Azide binds to fast cytochrome bo with a stoichiometry of 1:1, the dissociation constant for this reaction being approximately 2 x 10(-5) M. The changes induced in the electronic absorption are very slight and are consistent with heme o remaining hexacoordinate high-spin, an observation confirmed by room temperature MCD spectroscopy in the region 350-2000 nm. X-band EPR spectroscopy of the azide-bound form shows heme o remains coupled to CuB, but that the integer spin signal (g = 3.7) that we have previously reported to be associated with the binuclear center of fast cytochrome bo [Watmough et al. (1993) FEBS Lett. 319, 151-154], is shifted to higher field.
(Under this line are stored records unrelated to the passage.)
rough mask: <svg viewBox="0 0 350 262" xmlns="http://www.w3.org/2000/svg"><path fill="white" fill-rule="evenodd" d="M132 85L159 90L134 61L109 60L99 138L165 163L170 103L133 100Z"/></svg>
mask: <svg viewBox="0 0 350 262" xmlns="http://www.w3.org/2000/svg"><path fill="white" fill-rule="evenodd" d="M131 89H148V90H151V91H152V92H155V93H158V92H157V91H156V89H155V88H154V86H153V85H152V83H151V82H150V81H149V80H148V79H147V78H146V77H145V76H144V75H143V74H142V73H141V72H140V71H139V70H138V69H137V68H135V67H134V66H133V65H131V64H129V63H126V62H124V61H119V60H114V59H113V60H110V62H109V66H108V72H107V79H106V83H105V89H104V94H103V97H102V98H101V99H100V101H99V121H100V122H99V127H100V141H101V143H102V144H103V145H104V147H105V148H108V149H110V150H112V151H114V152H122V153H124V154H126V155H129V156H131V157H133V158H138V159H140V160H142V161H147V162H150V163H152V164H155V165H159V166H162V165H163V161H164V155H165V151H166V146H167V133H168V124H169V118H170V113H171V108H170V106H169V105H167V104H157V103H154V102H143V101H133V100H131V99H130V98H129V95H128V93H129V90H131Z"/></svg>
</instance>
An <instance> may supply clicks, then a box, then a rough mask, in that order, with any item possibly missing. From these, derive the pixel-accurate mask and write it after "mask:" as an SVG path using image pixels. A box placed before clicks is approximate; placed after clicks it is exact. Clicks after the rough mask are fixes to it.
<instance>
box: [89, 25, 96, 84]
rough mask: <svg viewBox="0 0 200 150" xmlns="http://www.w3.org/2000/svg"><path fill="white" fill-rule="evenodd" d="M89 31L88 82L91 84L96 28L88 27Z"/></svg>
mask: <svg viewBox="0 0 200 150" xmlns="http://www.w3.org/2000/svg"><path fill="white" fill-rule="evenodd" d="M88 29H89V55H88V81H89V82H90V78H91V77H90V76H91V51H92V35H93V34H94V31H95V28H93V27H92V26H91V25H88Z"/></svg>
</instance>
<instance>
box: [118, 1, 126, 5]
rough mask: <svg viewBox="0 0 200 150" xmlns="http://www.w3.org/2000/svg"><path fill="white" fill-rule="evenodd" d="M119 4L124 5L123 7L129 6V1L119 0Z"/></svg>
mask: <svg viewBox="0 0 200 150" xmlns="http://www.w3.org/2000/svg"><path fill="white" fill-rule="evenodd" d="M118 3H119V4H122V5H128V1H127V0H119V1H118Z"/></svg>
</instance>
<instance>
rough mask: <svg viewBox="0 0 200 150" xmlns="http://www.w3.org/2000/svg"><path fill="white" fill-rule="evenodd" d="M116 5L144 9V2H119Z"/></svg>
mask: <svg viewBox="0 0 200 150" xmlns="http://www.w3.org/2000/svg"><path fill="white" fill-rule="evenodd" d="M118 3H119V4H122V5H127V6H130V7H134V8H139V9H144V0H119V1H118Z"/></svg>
The kinetics of azide binding are an order of magnitude faster than those observed for the binding of cyanide. Unlike cyanide, the observed rate constants do not saturate in the range 0.05-25 mM. The value of Kon shows a marked dependence on pH, indicating that the active species is hydrazoic acid. It is argued that these data are consistent with the binding of azide ion as a terminal ligand to CuB yielding a binuclear center in the form FeIII-OH2:: CuBII-N3. The binding of azide in heme-copper oxidases may cause displacement of another nitrogenous ligand from CuB which might explain the absence of electron density associated with histidine-325 in the structure of the Paracoccus denitrificans CCO [Iwata et al. (1995) Nature 376, 660-669]. Formate appears to act as a bidentate ligand to the binuclear center-, blocking not only the binding of azide to CuB but also the binding of cyanide to heme o.